R.D.L. : Tu prends certaines libertés avec les faits historiques (rappelons après tout qu’il s’agit d’une fiction). Qu’est-ce qui a motivé cette décision ?
C.D. : Je ne m’imaginais pas que c’était un roman historique. Dans ma tête, le roman ne se passe pas en 2012, mais en 2020, 2022… C’est un peu une pensée magique. C’est un demain avec des éléments du passé. Je trouve agréable aussi que certains événements se passent à Québec et non à Montréal.
R.D.L. : Tu te présentes aux prochaines élections pour Québec solidaire dans Taschereau. Comment conçois-tu la complémentarité entre l’action politique et l’action citoyenne ?
C.D. : Je vois ça comme essentiel pour faire de la politique intéressante. Sinon, ça ne sert à rien. C’est de la politique séparée de la vie. C’est un spectacle où tu ne sais même plus pourquoi et pour qui tu fais ça. L’un nourrit l’autre. L’artiste est nourri par l’action politique. Ça paraît dans ce livre-là, ça paraît dans Les luttes fécondes. Ça me donne énormément d’inspiration dans laquelle piger. L’expérience donne le goût de créer. Et je reste une artiste même en politique. C’est un problème de la classe politique qui, après quelques années, ne se rappelle plus ce qu’est une vie normale… J’aimerais que la ministre de la Santé soit une infirmière pratiquante. Que les gens qui prennent les décisions ne soient pas déconnectés.
R.D.L. : Qu’aimerais-tu que les gens retiennent après avoir lu ton livre ?

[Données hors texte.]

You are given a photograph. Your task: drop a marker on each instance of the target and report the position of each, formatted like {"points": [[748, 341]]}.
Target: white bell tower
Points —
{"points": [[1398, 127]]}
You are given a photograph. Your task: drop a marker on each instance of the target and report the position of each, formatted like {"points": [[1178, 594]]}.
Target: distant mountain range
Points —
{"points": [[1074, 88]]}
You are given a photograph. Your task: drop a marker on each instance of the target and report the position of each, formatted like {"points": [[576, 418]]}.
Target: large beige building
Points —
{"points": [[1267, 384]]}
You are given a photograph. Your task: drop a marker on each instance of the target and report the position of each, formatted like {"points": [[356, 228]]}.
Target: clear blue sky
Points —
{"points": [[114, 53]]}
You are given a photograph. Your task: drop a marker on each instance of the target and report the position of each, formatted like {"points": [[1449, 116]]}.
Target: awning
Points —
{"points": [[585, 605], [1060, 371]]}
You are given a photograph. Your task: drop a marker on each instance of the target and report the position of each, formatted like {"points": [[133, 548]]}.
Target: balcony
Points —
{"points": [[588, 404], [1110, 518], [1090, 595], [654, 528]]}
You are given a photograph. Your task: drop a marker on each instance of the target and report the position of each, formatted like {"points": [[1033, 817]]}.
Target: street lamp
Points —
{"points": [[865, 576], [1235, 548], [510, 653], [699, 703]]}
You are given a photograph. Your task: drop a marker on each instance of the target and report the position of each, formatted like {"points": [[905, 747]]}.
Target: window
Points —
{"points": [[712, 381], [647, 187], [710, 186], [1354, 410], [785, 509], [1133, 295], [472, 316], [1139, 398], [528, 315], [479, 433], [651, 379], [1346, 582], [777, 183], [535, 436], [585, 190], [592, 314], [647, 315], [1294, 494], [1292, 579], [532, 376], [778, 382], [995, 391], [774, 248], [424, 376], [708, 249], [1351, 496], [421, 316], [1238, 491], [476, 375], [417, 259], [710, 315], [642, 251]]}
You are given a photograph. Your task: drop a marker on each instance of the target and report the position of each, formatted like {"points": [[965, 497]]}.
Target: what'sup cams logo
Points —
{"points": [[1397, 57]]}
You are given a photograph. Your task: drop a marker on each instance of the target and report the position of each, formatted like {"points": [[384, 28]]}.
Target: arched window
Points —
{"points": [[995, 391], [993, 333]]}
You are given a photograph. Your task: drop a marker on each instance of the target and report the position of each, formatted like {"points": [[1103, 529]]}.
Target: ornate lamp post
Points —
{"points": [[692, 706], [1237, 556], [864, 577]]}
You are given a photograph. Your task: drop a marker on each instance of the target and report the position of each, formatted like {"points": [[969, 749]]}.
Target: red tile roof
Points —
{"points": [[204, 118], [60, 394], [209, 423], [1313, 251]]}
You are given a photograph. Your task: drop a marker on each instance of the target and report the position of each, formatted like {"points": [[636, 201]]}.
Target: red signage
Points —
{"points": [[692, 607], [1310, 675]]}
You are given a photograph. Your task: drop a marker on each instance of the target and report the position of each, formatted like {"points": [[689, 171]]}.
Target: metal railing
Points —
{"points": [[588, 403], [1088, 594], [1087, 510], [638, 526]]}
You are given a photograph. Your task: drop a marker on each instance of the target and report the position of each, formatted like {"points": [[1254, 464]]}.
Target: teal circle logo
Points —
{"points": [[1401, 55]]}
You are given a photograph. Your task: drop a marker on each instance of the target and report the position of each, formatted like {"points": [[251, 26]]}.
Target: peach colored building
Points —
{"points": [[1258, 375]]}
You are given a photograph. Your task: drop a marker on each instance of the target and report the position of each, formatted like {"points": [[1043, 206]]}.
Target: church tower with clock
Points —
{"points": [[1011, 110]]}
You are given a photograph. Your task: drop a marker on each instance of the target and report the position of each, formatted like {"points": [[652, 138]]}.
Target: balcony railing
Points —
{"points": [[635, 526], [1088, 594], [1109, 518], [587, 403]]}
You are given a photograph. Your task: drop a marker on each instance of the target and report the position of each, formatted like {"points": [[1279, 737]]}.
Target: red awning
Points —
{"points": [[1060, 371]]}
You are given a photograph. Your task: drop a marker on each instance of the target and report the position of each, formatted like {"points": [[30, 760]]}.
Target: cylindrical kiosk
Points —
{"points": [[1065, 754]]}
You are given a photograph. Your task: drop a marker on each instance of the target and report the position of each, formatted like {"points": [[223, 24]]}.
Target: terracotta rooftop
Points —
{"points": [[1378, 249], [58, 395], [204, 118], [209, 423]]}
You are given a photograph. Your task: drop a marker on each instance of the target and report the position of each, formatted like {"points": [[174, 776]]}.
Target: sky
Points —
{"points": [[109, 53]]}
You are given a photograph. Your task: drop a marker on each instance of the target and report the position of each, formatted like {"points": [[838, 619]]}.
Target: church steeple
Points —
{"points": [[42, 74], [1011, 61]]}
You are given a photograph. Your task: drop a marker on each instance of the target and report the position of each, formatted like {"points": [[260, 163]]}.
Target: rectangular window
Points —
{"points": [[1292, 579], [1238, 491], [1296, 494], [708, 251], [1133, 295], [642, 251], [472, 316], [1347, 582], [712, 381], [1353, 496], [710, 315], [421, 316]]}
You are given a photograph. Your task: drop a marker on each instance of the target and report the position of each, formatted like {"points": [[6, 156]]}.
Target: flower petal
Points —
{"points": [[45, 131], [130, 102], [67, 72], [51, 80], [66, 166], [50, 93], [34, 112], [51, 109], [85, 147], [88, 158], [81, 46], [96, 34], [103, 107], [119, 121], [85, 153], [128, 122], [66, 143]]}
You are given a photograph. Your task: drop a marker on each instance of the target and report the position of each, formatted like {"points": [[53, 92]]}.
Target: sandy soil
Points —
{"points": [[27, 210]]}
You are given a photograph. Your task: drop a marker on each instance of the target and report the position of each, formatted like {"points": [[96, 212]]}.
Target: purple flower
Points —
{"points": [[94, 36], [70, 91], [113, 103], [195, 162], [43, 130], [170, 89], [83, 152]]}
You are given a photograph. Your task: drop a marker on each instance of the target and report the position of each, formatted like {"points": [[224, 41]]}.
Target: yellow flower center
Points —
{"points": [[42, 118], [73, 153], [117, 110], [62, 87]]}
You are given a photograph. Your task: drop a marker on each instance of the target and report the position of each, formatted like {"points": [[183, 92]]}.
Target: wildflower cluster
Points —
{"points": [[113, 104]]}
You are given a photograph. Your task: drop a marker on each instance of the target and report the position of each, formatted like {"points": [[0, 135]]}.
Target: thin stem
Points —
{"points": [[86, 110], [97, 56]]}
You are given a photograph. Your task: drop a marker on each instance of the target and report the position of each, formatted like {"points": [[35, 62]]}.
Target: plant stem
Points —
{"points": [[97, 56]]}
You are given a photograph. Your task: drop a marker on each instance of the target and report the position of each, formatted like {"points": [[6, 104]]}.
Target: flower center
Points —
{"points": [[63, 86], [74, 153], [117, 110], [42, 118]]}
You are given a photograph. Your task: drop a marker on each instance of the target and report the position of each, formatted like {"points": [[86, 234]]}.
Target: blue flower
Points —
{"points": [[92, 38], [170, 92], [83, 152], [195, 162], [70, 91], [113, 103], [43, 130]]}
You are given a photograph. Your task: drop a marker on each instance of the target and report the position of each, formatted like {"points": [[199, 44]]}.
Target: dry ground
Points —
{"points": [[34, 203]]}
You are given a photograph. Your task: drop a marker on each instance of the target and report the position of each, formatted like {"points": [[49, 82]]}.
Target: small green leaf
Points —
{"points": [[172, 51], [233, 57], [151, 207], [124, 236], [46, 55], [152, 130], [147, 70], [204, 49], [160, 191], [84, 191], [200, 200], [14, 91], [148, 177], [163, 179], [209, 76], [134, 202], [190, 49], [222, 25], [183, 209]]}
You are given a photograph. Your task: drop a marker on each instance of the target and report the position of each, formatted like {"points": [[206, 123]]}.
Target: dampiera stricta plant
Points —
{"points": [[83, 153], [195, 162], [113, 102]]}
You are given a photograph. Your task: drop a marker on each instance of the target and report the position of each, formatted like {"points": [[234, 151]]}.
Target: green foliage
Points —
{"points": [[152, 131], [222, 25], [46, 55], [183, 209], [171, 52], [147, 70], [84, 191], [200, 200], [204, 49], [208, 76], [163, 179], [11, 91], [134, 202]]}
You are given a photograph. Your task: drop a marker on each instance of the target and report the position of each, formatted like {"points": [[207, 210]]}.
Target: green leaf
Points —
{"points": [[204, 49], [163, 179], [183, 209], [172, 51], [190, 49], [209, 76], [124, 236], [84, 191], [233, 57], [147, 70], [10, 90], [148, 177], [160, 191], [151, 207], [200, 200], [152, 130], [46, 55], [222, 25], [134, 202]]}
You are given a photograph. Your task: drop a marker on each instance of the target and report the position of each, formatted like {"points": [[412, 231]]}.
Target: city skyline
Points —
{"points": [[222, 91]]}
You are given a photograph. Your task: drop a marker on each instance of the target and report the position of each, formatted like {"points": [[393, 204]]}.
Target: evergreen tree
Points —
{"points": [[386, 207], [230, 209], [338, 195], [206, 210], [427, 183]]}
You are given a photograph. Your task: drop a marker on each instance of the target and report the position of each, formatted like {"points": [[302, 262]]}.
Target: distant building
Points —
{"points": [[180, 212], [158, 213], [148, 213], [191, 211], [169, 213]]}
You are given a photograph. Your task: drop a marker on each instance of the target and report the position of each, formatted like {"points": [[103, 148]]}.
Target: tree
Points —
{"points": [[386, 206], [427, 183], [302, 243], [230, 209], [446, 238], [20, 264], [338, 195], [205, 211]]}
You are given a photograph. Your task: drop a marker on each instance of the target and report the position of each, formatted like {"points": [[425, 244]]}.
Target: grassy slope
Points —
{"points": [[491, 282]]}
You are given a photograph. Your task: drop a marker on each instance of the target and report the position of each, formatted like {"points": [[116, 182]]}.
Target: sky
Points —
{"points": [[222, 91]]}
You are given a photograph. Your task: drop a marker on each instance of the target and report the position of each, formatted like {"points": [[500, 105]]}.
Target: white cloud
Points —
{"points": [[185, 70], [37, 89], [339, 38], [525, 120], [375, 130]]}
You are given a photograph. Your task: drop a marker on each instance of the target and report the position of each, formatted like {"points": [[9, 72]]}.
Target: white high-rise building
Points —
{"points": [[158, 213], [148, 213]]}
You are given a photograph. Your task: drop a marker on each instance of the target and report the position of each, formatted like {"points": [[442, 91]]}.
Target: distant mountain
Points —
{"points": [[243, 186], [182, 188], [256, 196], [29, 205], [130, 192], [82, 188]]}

C.D. : J’aimerais qu’ils referment le livre en ayant envie de changer le monde. Et par changer le monde, je veux dire de créer du beau. On a l’impression d’être entouré de murs sur lesquels on ne peut que se péter le nez… Si je pouvais défaire un peu cette idée qu’il faut se contenter d’avoir du plaisir dans notre petit espace au lieu de défoncer les murs, si je pouvais influencer les jeunes (et adultes qui lisent aussi le livre) à y croire, je serais bien contente.